Awesome

WHAT IT IS

GStreamer plugin that wraps Kaldi's SingleUtteranceNnet2Decoder. It requires iVector-adapted DNN acoustic models. The iVectors are adapted to the current audio stream automatically.

CHANGELOG

2019-10-08: Added online CMVN functionality. Needs Kaldi as of Sep 7, 2019 or later. Also refactored N-best list, word alignment and confidence handling.

2019-08-25: Updated for changed Kaldi API for stream processing, make sure Kaldi is at least revision 6c816e5.

2017-08-09: Also implemented phone confidence scores, which are included with phone alignments. Note that phone confidence scores are very inaccurate.

2017-08-09: Implemented word confidences. Confidence scores are included with word alignments, so set word-boundary-file=dir/word_boundary.int, since this invokes word alignment generation.

2017-06-05: Now works with Kaldi 5.2 (i.e., the latest), also requires it. Decoder now also sets test mode for dropout and batch norm layers, and uses more memory-efficient FST representation for reading the decode graph (HCLG.fst).

2017-02-23: Now works with the latest Kaldi (also requires very fresh Kaldi). This also means that LSTM nnet3 models (including chain models) are supported (not tested).

2016-10-14: Support for nnet3 (including 'chain') models, thanks to @yifan! Not tested very carefully. Set the nnet-mode property to 3 to use nnet3 models. Note that this property must be set before the other properties.

2016-06-23: Got rid of the GStreamer property warnings at startup, thanks to @MathieuDuponchelle.

2015-11-05: Minor changes for compatibility with Ubuntu 12.04 (and its older version of Jansson). Also use ReadDecodeGraph to read fst file, supporting the use of const (mapped) fsts.

2015-06-03: Full results can now inlude word alignment information for the best hypothesis. In order to activate this, set the word-boundary-file property to point to the word_boundary.int file typically found in the data/lang/phones/ subdirectory of a trained system.

2015-06-02: Added functionality to output structured recognition results, that optionally include n-best results, phone alignment information and possibly other things (word alignments, sausages, lattices, sentence and word confidence scores) in the future. The structured results are pushed using the signal full-final-result, and are formatted using a JSON encoding. See below for a full description. Also removed the individual signals that were used for pushing out phone alignments.

2015-04-30: Added functionality to change models (FST, acoustic model, big language model) after initial initialization. Added functionality to ouput phone aligment information (see properties do-phone-alignment and phone-syms). Both additions by Ricard Marxer (@rikrd).

2015-04-28: Endpointing and interim recognition results now work correctly when using the threaded decoder. Note that endpointing does not work exactly the same as with the unthreaded decoder, and there might be some differences between individual decoder runs, but for all practical purposes it should be OK. Also, introduced a new property traceback-period-in-secs that specifies how often intermediate results are sent to the client (default is 0.5). NB: this update requires Kaldi revision 5036 or later.
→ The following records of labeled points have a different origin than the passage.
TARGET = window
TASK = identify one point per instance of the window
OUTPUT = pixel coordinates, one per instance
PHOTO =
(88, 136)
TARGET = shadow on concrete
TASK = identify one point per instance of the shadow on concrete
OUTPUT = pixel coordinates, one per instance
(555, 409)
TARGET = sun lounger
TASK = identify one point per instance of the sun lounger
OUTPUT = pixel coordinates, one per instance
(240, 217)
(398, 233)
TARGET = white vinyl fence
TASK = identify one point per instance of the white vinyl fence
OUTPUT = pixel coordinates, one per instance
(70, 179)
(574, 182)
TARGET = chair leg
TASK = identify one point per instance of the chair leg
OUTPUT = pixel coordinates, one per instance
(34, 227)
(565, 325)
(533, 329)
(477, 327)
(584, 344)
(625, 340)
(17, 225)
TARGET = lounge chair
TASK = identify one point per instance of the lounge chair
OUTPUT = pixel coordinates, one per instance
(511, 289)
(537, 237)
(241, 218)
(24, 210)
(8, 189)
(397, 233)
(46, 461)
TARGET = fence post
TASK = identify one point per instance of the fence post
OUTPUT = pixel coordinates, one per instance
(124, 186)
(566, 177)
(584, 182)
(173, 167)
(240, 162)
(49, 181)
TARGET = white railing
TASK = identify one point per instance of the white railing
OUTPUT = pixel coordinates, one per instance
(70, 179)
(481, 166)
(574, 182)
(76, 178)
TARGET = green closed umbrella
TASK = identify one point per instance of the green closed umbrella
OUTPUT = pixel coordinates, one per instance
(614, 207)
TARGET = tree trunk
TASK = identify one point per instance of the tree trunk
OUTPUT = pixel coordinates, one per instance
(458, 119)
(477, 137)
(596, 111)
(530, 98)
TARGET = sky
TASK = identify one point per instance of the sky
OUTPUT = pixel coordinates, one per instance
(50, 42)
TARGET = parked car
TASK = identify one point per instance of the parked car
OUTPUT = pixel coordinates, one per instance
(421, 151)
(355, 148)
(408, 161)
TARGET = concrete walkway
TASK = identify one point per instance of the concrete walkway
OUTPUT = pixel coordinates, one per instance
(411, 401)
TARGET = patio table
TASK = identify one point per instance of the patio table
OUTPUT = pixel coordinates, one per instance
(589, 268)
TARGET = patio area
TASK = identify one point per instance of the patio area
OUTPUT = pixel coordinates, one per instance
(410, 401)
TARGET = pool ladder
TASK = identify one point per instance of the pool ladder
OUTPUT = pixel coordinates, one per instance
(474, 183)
2015-03-05: Threaded decoder can now be selected at configuration time, using the use-threaded-decoder property. NB: this property should be set before other properties. Endpointing and partial results might still not work as expected with the threaded decoder.

2015-03-01: one can now optionally use the threaded online decoder. Citing Daniel Povey who developed the code in Kaldi: "This should make it possible to decode in real-time with larger models and graphs than before, because the decoding and the nnet evaluation are in separate threads and can be done in parallel." Use make CPPFLAGS=-DTHREADED_DECODER to compile it. Note that the endpointing and partial results might not work as expected with the threaded decoder, working on the fix.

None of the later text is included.